Film review

  • The Trial

    Orson Welles (1962)

    [Two impressions of the film, from viewings nine years apart]

    Take 1

    Orson Welles’s The Trial may be some distance away from Franz Kafka but this is a compelling and largely coherent revision of the book.  From the start, Welles imposes his own voice on the material, literally and brilliantly.  In a prologue, he reads Kafka’s ‘Before the Law’ parable (which features in the novel, as Welles’s voiceover acknowledges).  The superb reading accompanies extraordinary animated illustrations, created by the ‘pin screen’ artist Alexandre Alexeïeff.   The lighting (by Edmond Richard) and the production design in what follows are hardly less impressive.  This updating of Kafka is set in a world both surreal and strongly contemporary:  there are images that express concentration camp deprivation and humiliation, of a totalitarian state living in the shadow of a mushroom cloud.  The places of the film are remarkable creations – from the soulless apartment block in which Josef K lives and the surrounding waste land to the vast scale of his workplace, filled with hundreds of human cogs, and the packed, tiered courthouse for his trial.

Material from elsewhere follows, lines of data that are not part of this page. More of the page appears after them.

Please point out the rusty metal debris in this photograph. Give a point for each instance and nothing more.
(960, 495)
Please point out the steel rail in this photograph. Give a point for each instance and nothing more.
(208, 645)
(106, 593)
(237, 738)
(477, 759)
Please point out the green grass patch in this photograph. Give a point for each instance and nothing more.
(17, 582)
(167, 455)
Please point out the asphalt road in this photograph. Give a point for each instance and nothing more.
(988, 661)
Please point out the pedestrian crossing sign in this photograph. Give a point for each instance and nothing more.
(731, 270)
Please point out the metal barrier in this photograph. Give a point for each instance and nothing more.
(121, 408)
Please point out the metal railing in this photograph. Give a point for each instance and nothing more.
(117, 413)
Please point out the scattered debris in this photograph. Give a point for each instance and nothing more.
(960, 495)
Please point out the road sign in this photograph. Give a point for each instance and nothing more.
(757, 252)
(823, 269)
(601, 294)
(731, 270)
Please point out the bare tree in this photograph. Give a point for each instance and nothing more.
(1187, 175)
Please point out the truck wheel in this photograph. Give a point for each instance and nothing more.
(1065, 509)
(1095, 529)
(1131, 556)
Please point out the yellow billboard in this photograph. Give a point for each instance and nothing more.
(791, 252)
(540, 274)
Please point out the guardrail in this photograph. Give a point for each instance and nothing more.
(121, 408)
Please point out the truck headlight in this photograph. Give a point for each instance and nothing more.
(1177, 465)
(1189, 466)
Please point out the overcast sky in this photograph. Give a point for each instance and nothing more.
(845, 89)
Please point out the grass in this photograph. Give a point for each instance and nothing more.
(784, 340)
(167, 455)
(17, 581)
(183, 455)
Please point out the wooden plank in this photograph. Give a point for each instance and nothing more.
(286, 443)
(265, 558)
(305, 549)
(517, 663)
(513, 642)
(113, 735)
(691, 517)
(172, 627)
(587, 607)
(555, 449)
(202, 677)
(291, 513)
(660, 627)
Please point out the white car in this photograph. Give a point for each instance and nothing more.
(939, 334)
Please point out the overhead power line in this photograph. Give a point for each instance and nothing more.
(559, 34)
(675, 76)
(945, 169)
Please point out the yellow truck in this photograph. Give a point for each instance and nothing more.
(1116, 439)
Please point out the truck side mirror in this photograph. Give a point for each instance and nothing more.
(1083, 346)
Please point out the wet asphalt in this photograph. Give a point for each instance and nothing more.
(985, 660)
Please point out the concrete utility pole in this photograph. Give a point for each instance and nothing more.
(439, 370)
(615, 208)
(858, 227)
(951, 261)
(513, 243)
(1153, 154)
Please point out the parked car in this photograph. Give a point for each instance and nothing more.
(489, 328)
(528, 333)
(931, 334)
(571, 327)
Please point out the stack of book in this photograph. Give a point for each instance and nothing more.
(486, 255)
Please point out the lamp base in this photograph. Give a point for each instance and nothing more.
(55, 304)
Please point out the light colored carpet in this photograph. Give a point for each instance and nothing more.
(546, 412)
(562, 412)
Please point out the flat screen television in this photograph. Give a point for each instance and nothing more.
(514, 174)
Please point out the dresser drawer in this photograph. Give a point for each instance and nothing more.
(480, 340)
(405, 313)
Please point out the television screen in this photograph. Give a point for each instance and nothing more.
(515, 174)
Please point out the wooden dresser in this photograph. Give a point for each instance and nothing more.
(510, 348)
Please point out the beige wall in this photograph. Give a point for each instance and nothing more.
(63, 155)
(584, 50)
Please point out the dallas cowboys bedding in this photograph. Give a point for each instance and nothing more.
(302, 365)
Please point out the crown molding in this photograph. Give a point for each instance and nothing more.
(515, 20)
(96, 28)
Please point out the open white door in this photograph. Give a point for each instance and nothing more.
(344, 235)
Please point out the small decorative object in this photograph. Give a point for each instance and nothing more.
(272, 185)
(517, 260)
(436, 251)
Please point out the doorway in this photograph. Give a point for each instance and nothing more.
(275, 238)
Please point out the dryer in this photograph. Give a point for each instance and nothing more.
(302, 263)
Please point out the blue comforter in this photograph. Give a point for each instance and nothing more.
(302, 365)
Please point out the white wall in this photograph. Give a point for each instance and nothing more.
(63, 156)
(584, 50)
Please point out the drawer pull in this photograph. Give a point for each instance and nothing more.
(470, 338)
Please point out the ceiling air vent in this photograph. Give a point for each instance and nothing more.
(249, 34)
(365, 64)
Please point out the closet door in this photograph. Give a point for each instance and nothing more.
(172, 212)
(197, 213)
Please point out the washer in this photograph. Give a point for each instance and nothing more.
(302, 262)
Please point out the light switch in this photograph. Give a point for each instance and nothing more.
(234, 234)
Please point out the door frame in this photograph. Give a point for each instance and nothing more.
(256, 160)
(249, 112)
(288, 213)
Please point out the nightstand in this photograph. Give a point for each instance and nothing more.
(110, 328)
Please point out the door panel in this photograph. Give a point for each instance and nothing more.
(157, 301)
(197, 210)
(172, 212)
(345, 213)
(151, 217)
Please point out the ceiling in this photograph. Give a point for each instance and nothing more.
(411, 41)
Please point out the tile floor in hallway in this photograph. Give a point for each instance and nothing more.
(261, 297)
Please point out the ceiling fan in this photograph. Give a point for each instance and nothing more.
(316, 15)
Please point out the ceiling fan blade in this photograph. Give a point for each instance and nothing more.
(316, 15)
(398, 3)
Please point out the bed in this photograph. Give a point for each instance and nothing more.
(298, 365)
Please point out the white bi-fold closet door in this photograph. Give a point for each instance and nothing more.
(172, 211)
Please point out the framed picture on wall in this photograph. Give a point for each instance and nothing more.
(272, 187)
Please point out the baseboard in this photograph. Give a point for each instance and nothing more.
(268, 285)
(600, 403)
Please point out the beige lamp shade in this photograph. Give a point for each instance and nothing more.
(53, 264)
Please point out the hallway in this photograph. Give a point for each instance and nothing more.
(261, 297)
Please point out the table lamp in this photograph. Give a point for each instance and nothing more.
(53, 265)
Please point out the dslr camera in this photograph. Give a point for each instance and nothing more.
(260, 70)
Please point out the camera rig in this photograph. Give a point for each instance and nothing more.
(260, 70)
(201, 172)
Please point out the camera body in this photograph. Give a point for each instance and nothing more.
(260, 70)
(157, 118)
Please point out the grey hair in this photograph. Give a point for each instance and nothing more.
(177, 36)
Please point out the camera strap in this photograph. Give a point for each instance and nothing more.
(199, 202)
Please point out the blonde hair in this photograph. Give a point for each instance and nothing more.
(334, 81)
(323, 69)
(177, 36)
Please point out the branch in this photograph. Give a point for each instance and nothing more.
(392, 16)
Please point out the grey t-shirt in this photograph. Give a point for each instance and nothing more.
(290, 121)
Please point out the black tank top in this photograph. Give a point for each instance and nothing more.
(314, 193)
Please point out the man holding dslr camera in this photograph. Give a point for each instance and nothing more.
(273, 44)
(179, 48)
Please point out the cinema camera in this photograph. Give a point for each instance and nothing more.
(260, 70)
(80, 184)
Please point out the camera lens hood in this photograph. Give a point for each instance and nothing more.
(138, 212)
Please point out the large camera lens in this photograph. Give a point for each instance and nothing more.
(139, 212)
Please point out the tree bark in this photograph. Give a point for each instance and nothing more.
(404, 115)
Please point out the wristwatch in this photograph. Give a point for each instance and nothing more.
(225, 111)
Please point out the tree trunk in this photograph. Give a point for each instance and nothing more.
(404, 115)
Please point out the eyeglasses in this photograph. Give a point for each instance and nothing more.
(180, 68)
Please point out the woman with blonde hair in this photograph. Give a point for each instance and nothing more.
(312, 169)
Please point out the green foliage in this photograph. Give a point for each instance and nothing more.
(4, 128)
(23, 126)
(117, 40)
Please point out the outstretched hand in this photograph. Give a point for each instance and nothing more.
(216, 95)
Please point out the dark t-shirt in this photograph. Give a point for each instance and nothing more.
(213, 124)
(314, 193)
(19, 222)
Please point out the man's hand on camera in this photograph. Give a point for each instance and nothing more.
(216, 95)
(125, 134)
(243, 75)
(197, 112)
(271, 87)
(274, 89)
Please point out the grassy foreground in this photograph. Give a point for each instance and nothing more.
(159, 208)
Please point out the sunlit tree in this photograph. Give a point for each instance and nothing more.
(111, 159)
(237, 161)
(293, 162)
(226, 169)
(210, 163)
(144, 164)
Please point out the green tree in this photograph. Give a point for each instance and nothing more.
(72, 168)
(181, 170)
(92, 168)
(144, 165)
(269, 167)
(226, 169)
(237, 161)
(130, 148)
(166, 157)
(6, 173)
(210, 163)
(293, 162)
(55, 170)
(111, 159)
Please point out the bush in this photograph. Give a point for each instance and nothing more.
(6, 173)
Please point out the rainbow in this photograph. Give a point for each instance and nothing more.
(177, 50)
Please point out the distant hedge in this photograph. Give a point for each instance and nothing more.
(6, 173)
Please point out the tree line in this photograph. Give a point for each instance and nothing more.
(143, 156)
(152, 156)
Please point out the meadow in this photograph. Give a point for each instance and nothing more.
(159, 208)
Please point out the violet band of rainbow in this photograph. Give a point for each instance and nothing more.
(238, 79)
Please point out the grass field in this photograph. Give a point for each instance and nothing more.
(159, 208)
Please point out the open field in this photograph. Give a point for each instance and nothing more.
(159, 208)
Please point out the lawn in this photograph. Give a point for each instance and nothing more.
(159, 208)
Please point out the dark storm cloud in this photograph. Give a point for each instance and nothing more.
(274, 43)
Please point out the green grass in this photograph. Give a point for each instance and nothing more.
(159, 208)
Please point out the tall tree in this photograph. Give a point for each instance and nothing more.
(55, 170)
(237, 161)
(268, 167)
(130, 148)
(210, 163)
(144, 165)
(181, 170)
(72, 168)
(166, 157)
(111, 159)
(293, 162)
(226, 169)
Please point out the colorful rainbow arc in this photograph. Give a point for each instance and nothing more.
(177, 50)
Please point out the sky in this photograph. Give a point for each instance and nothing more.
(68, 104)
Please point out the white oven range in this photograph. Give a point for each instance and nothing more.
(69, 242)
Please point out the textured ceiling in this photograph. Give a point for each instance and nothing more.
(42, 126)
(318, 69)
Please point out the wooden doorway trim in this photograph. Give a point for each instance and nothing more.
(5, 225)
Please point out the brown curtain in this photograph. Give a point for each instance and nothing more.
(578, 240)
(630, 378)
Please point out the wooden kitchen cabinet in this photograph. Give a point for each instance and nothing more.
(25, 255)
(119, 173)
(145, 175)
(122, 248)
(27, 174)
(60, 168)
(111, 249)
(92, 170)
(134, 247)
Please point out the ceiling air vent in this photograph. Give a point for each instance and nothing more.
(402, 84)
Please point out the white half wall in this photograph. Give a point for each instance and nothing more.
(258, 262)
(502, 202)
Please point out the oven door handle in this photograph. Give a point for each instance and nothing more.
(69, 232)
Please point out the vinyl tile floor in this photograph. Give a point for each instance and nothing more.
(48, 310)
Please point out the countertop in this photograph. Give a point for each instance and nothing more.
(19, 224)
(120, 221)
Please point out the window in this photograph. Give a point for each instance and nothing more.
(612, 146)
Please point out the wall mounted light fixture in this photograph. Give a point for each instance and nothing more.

    The characterisations are less successful.  Casting Anthony Perkins as a trembling victim might seem a good idea in theory but he isn’t right as a rising bureaucrat – a man who had an ordinary life until the story began.  Perkins’s extraordinary physique means that, for all the ingenuity of the design, his K isn’t sufficiently oppressed by the architecture of his nightmare.  And he’s in such a neurotic lather from the start that it’s not surprising the agents of the state have come to arrest Josef K.  (This isn’t just the ghost of Norman Bates clinging to Perkins:  his dynamic twitchiness suggests K has a hundred guilty secrets.)   Welles changes the profession of K’s neighbour from the typist she is in the novel to a night-club entertainer but this doesn’t help Jeanne Moreau, who evidently doesn’t get the hang of what she’s meant to be doing.   Arnoldo Foà is subtly menacing as Inspector A but his sidekicks are screen heavies, their impact reduced by their familiarity.

    31 July 2015

    Take 2

    In fact, not so much ‘Take 2’ as ‘Part 2’ – the earlier note refers only to the early bits of the film …

    The phrase ‘the logic of a dream’ in the ‘Before the Law’ parable seems to have been essential to Orson Welles’s approach.  His film does have a sustained dreamlike quality – until, that is, you get used to it.  Scenes up to and including K’s appearance in the courthouse are repeatedly confounding.  After a while, though, you realise the horror of the story isn’t building and the sequences aren’t so disconnected from each other that they keep you disoriented.  Welles’s choice of music, Albinoni’s Adagio in G Minor, is almost reassuring because it has associations beyond the alarming world described on the screen.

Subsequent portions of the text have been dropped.